Repairing damaged pointing in brick walls is an important maintenance job that should never be neglected. Repointing can also greatly improve the look of your brickwork, but needs doing carefully if it’s to look uniform.
The mortar joint visible between the bricks on the face of a wall is called ‘pointing’ and its most important function is to provide a smooth finish that prevents rainwater from seeping in behind the weather-resistant face of the bricks. If this happens during frosty weather, the water could freeze and expand, possibly cracking off the outer face of the bricks. In some cases, defective pointing can allow water to penetrate the wall completely, appearing as damp patches inside. So it’s important that it’s in good condition if it’s to do its job properly.

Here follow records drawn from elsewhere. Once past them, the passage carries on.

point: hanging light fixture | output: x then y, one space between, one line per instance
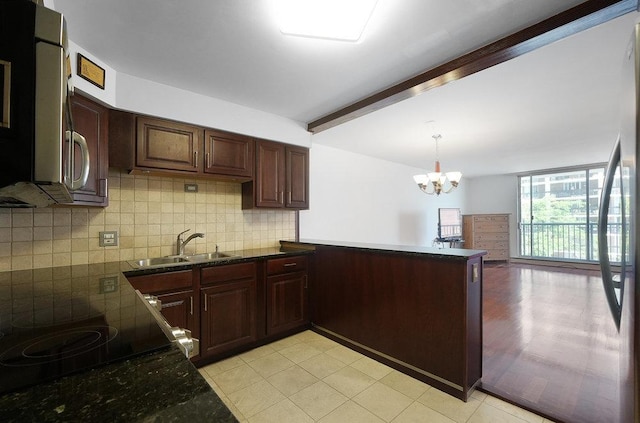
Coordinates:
437 182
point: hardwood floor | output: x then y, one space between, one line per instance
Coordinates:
550 344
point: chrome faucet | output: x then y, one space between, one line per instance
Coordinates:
180 244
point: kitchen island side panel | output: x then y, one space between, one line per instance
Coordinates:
412 309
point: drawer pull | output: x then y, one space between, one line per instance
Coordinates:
172 304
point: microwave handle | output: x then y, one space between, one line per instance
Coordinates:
80 141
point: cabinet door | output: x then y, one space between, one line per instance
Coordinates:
228 154
167 145
177 308
297 178
270 174
228 316
286 302
92 121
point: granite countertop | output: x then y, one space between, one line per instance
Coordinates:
153 387
157 387
450 253
238 256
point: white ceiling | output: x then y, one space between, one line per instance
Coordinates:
553 107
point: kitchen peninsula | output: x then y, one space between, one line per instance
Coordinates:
416 309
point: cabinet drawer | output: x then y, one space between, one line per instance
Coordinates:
491 218
492 236
286 264
491 227
227 272
162 282
491 245
497 255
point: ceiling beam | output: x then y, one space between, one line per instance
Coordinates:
581 17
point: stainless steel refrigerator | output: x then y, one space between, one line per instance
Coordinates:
619 233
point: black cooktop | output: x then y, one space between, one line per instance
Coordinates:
63 320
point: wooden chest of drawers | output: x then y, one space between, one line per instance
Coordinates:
487 232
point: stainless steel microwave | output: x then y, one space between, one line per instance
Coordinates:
40 153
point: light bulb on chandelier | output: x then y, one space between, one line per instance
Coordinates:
437 181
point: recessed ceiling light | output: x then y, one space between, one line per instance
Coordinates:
343 20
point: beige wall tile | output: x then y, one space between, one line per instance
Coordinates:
148 213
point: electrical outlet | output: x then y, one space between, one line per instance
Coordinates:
108 238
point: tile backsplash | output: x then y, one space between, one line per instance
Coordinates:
148 212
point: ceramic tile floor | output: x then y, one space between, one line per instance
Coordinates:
309 378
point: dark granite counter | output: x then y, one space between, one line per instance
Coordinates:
152 384
157 387
441 253
237 257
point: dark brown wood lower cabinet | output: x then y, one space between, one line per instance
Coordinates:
421 314
286 302
178 309
228 308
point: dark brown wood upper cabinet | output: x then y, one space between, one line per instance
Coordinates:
228 154
281 180
167 145
153 145
270 176
297 177
92 121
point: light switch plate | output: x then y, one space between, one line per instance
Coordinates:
108 239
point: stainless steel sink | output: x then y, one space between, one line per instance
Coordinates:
173 260
205 257
159 261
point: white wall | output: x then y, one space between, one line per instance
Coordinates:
143 96
363 199
134 94
496 194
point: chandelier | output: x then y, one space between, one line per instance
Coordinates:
437 182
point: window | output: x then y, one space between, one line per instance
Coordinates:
558 213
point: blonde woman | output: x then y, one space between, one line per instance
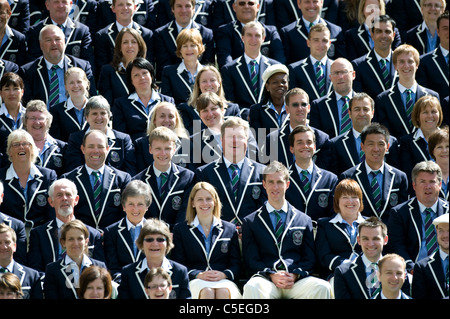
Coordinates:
208 246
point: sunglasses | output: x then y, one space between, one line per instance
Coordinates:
151 240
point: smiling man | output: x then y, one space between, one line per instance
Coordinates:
99 202
410 224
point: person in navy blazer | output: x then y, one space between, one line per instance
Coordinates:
131 113
315 200
229 41
36 76
280 259
168 203
95 148
165 36
392 182
294 36
62 276
346 148
121 149
276 146
302 73
236 75
336 237
326 111
15 47
105 40
77 36
44 246
369 75
430 272
30 279
208 246
249 194
433 72
350 277
407 220
226 11
155 241
22 175
390 105
119 238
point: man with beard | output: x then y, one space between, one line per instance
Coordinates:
44 240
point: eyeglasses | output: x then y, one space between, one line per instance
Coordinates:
160 286
151 239
19 144
243 3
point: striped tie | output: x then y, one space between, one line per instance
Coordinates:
409 105
376 190
234 179
254 77
346 122
385 73
54 86
430 233
279 226
320 78
306 183
97 192
163 185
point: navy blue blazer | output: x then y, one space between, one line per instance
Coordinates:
132 282
369 78
294 37
175 83
224 12
112 84
104 42
357 42
429 280
405 229
345 154
302 74
166 37
417 37
121 152
44 245
118 247
36 79
394 192
318 201
224 255
15 48
30 281
172 207
113 183
58 281
324 115
229 43
333 245
65 122
35 209
145 14
129 116
280 140
20 16
391 112
77 35
237 84
189 114
262 255
433 72
20 255
251 194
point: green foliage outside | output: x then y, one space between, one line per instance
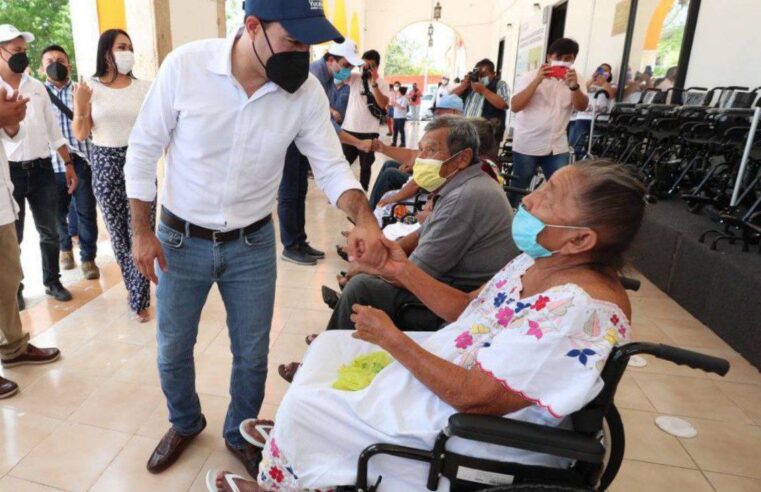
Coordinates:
48 20
403 57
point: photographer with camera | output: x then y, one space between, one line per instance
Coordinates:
485 96
543 103
368 99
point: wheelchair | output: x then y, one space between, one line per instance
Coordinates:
595 445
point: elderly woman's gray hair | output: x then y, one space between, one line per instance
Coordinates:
462 134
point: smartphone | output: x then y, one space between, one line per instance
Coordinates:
558 71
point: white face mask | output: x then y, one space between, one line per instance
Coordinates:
125 61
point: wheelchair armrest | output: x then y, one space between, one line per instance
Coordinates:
527 436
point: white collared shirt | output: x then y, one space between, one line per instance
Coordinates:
540 128
226 151
42 133
8 206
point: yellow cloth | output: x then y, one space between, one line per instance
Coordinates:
360 372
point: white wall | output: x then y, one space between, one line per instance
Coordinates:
472 19
727 44
193 20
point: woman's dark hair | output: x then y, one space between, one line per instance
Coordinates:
563 46
612 202
372 55
488 143
105 56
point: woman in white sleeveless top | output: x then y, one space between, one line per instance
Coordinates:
107 106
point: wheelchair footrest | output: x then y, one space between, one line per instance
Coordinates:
525 435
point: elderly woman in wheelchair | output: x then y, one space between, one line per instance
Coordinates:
528 345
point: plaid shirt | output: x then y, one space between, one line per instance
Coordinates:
78 147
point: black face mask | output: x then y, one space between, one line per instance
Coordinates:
57 72
18 62
289 69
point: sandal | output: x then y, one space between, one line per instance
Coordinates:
211 481
263 428
330 297
288 371
310 338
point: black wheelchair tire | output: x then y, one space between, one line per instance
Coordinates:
617 436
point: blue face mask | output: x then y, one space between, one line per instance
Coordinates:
526 228
342 74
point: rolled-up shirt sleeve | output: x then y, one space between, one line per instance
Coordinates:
318 141
152 133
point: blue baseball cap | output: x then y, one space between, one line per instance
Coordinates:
303 19
450 101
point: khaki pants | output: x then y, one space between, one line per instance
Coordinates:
13 340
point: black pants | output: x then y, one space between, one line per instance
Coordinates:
399 130
291 198
366 159
85 217
37 187
369 290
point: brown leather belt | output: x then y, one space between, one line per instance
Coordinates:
183 226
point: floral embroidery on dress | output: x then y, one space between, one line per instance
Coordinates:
582 355
464 341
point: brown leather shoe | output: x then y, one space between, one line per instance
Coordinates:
90 270
249 455
34 356
7 388
170 448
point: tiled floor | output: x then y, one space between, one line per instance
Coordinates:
90 421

When the wall was originally built the joints may have been ‘struck’ out of the bedding mortar as the bricks were laid – a process the bricklayer refers to as ‘jointing’. Or the bedding mortar may have been scraped out before it completely set, usually to a depth of about 25mm, and then the joints will have been filled with fresh mortar and shaped – true ‘pointing’. Jointing is more durable than pointing because there is no break in the mortar between the bricks. However, either can fail in the end, so for simplicity’s sake we’ll refer to both as pointing.
If pointing starts to crack or crumble, it needs repointing – a job that involves chipping out the old mortar and replacing it with new. At the same time, the cause of failure should be traced and eliminated.